ToolBench doesn't publish a public API. It integrates with RapidAPI, ChatGPT, Google Drive, Discord, Hugging Face.

Filed under:Agent Tools & Integrations free-trial freemium open-source self-hosted

Explore other Agent Tools & Integrations

Browse Agent Tools & Integrations

Smithery

Connect AI agents to tools, auth, and reusable workflows.

Agent Tools & Integrations

Smithery connects AI agents to tools with Managed OAuth and 8,841+ MCPs. Plans run Free, Pro $20/month, and Enterprise custom.

Galileo AI Evaluate

AI observability and eval engineering for turning traces into guardrails.

Agent Tools & Integrations

Galileo AI Evaluate turns production traces into evals and guardrails. Plans start at Free $0, then Pro $100/month, with Enterprise custom.

AgentMail

Email API for AI agents that handles inboxes and threaded replies.

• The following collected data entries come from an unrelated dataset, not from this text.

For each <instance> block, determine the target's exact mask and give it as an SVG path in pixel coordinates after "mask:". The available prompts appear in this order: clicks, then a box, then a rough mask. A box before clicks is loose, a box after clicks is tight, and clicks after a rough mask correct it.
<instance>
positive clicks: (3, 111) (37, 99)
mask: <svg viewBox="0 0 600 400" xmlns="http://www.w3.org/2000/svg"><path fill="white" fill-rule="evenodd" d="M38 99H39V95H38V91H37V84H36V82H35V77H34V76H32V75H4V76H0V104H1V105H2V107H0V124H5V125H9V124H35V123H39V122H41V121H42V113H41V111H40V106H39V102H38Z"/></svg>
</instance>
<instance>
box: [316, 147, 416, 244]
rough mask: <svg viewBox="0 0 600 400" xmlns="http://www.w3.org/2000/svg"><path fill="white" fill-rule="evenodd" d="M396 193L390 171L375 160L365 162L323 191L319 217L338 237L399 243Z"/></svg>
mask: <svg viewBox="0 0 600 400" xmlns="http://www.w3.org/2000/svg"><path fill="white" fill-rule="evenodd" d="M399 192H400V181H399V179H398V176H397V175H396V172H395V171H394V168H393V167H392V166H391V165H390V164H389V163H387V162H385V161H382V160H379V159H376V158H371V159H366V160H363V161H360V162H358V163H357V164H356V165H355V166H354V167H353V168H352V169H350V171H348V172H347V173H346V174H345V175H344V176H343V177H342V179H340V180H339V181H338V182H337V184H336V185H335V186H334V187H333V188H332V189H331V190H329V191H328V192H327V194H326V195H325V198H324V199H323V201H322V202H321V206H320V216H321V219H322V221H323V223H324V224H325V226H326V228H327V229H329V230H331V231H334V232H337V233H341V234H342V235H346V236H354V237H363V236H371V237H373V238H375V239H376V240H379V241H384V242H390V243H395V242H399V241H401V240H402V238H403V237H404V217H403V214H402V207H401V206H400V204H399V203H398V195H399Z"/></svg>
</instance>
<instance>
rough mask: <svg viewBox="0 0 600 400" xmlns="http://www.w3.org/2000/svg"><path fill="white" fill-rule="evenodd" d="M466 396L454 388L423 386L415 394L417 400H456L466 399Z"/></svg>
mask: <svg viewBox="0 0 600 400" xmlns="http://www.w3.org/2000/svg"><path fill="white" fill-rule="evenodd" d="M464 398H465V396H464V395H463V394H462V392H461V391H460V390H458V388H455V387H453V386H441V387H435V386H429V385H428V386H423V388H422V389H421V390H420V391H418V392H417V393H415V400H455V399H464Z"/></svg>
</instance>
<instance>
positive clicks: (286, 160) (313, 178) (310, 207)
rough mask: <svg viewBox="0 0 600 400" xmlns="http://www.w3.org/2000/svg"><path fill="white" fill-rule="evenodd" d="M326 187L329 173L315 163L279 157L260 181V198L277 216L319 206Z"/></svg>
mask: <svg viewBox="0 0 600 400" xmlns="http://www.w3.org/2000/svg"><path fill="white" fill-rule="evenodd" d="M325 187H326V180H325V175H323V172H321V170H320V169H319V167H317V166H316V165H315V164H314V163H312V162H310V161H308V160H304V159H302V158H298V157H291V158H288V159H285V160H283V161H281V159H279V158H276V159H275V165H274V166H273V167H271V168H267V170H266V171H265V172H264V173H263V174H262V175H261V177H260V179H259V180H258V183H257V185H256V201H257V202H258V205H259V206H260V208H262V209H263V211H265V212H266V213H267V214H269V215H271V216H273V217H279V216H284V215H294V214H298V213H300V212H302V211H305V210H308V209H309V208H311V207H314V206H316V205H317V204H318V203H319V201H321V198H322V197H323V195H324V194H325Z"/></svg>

Agent Tools & Integrations

AgentMail is an email API for AI agents with threaded replies, semantic search, and data extraction. Plans start at Free $0/month.

TruLens

Open-source evaluation for AI agents with trace-level scoring.

Agent Tools & Integrations

TruLens traces AI agent behavior and scores groundedness, relevance, and coherence through Python SDK or OpenTelemetry traces.

Composio

AI agents that act across apps with managed integrations and scoped access.

Agent Tools & Integrations

Composio connects AI agents to 1,000+ apps with OAuth-based tool calls. Plans start at $0/month.